Les bureaux de vote ont ouvert ce mardi 23 mars à 7 h (5 h GMT) et doivent fermer à 22 h (20 h GMT), prélude à la diffusion des premiers sondages à la sortie des bureaux de vote, avant des résultats plus définitifs attendus vendredi selon la Commission électorale.

Pour ou contre “Bibi” (surnom de M. Netanyahu) ? Telle est la question d’un feuilleton politique qui n’en finit pas. Mais, pour ce quatrième épisode, les acteurs ont changé, le rôle de principal rival de M. Netanyahu, attribué lors des trois dernières élections au général Benny Gantz, étant désormais dévolu à Yaïr Lapid, chef du parti Yesh Atid (“Il y a un futur”).

C’est le moment de vérité (…) soit Yesh Atid est fort, soit nous avons un gouvernement des ténèbres, raciste et homophobe”, a déclaré M. Lapid, après avoir voté dans son fief de Tel-Aviv, la métropole du pays, appelant les électeurs à rejeter le Likoud (droite) du Premier ministre Netanyahu.

Une campagne de vaccination exemplaire

M. Netanyahu, 71 ans, avait en quelque sorte lancé sa campagne électorale par un accord avec le géant pharmaceutique Pfizer permettant à Israël d’obtenir rapidement, dès la fin décembre, des millions de doses de vaccins anti-Covid en échange de données biomédicales sur les effets de la vaccination.

En Israël, près de 50 % de la population a déjà reçu les deux doses de vaccin anti-Covid.Crédit: Menahem Kahana / AFP

Dans les dernières semaines, le pays a mené une des plus intenses campagnes de vaccination au monde, inoculant deux doses de vaccins a près de 50 % de la population, soit plus des deux tiers des électeurs.

Malgré le déconfinement récent — réouverture des bars, des restaurants, cafés — les autorités ont prévu mardi des bureaux de vote spéciaux pour les personnes en quarantaine ou infectées avec du personnel vêtu de combinaison anti-Covid.

Outre Yaïr Lapid, les rôles de principaux rivaux de Benjamin Netanyahu reviennent cette fois au frondeur Gideon Saar et au ténor de la droite radicale Naftali Bennett, suivis par une dizaine de partis qui, dans le système proportionnel israélien, doivent récolter au moins 3,25 % des voix pour obtenir des députés.

On ne change pas un cheval qui gagne.

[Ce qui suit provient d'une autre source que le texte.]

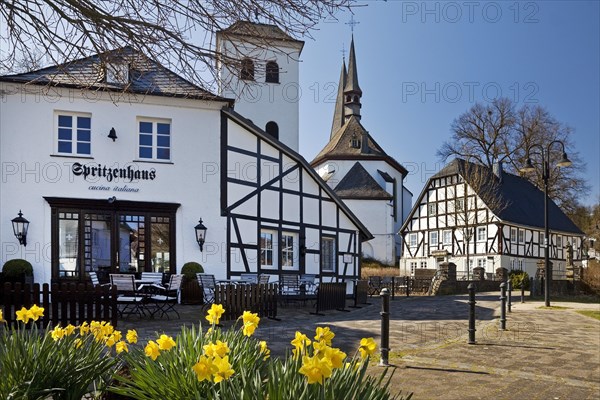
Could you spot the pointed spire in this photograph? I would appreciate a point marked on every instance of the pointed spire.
(352, 80)
(352, 92)
(338, 114)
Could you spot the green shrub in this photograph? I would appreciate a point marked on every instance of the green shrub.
(17, 268)
(518, 279)
(190, 269)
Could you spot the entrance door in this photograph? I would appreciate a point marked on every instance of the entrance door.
(107, 237)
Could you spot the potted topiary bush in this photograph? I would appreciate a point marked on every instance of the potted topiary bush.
(190, 290)
(18, 270)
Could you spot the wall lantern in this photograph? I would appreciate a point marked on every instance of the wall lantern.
(112, 134)
(200, 233)
(20, 227)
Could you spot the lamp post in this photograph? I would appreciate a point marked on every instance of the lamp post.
(564, 162)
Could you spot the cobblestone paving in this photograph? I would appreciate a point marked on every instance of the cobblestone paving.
(543, 354)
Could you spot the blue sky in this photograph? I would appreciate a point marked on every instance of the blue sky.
(422, 64)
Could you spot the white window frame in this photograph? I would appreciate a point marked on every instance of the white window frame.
(412, 240)
(288, 252)
(431, 209)
(513, 235)
(432, 235)
(74, 134)
(332, 257)
(272, 249)
(447, 234)
(521, 236)
(155, 138)
(481, 233)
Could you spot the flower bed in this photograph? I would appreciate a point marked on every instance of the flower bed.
(94, 359)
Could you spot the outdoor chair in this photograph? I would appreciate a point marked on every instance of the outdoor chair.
(208, 284)
(129, 300)
(96, 281)
(249, 278)
(167, 297)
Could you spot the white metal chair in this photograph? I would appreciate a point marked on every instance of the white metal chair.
(127, 295)
(208, 284)
(95, 280)
(167, 297)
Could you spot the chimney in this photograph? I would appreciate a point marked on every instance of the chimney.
(498, 170)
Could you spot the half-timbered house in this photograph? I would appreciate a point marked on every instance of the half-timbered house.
(475, 217)
(113, 166)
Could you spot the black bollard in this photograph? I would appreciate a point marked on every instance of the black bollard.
(471, 289)
(509, 289)
(385, 327)
(503, 306)
(522, 291)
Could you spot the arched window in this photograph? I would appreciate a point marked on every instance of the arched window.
(247, 71)
(272, 129)
(272, 72)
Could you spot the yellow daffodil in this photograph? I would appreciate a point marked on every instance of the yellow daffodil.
(219, 349)
(23, 315)
(36, 312)
(58, 333)
(367, 347)
(264, 350)
(165, 342)
(121, 347)
(299, 343)
(214, 314)
(335, 356)
(151, 350)
(324, 335)
(251, 321)
(315, 369)
(204, 369)
(131, 336)
(69, 329)
(223, 369)
(84, 328)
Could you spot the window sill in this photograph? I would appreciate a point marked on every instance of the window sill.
(72, 156)
(168, 162)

Netanyahu a réussi à vaincre le Coronavirus et à faire d’Israël le premier pays du monde à sortir de la crise sanitaire (…) Et il est le seul qui peut assurer la stabilité économique du pays après le Coronavirus”, estime mardi Asher Lévy, un chef d’entreprise de 57 ans.

“Bye Bye Bibi”

Les derniers sondages créditent le Likoud de la première place avec environ 30 sièges (sur 120), suivi d’une vingtaine pour les troupes de M. Lapid, et de près d’une dizaine chacun pour les partis de MM. Saar et Bennett.

Dans sa quête du Graal — la majorité de 61 députés pour former un gouvernement —, Benjamin Netanyahu compte faire alliance avec la droite religieuse et, fait nouveau, avec l’extrême droite. Yaïr Lapid table sur une entente avec des partis de gauche, du centre, mais aussi de droite, déçus par le Premier ministre.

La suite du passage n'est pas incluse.